Wonga suffers data breach ‘affecting 245,000 UK customers’

Attack is “looking like one of the biggest” UK breaches involving financial information, expert says

Wonga suffers data breach ‘affecting 245,000 UK customers’

Insurance News

By Lucy Hook

Payday loan firm Wonga has suffered a data breach affecting up to 245,000 UK customers – potentially exposing financial information – in the latest high-profile breach to highlight the importance of cyber insurance.

The company said in a statement it was “urgently working” to establish full details of the attack, which was initially thought to have involved no data when it came to light last week, a BBC News report said.

By Friday, the short-term loan provider understood the attacks to be more serious and began informing customers of the breach by email and text the following day.

Information accessed may have included customer names, email addresses, home addresses, phone numbers, bank account numbers and sort codes, and the last four digits of bank card numbers, Wonga said.

The firm said that full card details were not taken, and it does not believe that user account passwords were compromised, but warned customers to alert their bank and look out for any unusual activity across bank accounts and online portals.

A further 25,000 customers in Poland were also potentially affected, the report said.

The breach is “looking like one of the biggest” in the UK involving financial information, Professor Alan Woodward, a cybersecurity expert at the University of Surrey, told BBC News.
The combination of names, addresses, sort codes and the last four digits of bank cards is “particularly worrying” for customers, Woodward said, adding that other breaches in the UK have generally not included those financial details.
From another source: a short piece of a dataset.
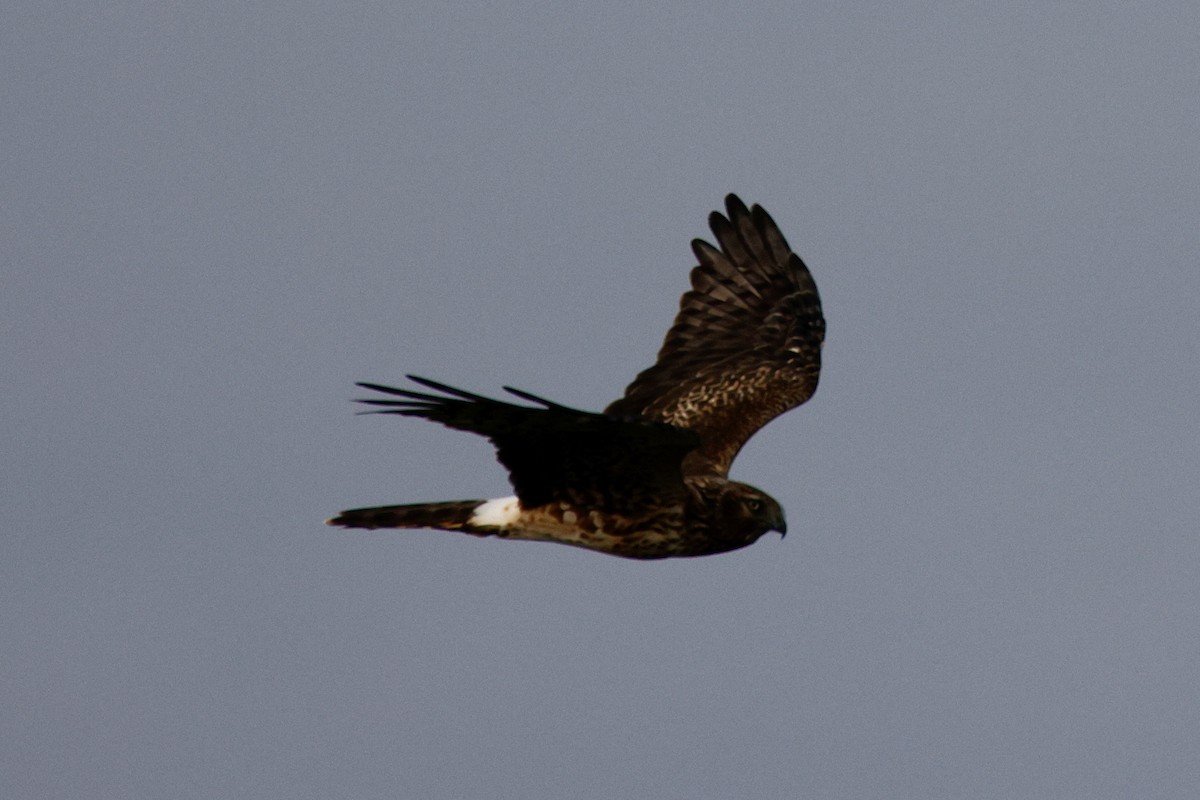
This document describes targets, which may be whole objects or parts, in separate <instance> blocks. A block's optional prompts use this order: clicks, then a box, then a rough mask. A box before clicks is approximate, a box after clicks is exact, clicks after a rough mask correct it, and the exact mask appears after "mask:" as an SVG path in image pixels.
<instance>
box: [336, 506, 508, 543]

Talk Talk’s high-profile data breach, for which it received a record fine last year, did not include the loss of customer bank account information.

In a statement on its website, which includes advice to customers in the wake of the breach, Wonga said it takes issues of customer data and security “extremely seriously,” adding that cyber attacks are on the rise.

“While Wonga operates to the highest security standards, these illegal attacks are unfortunately increasingly sophisticated,” it added.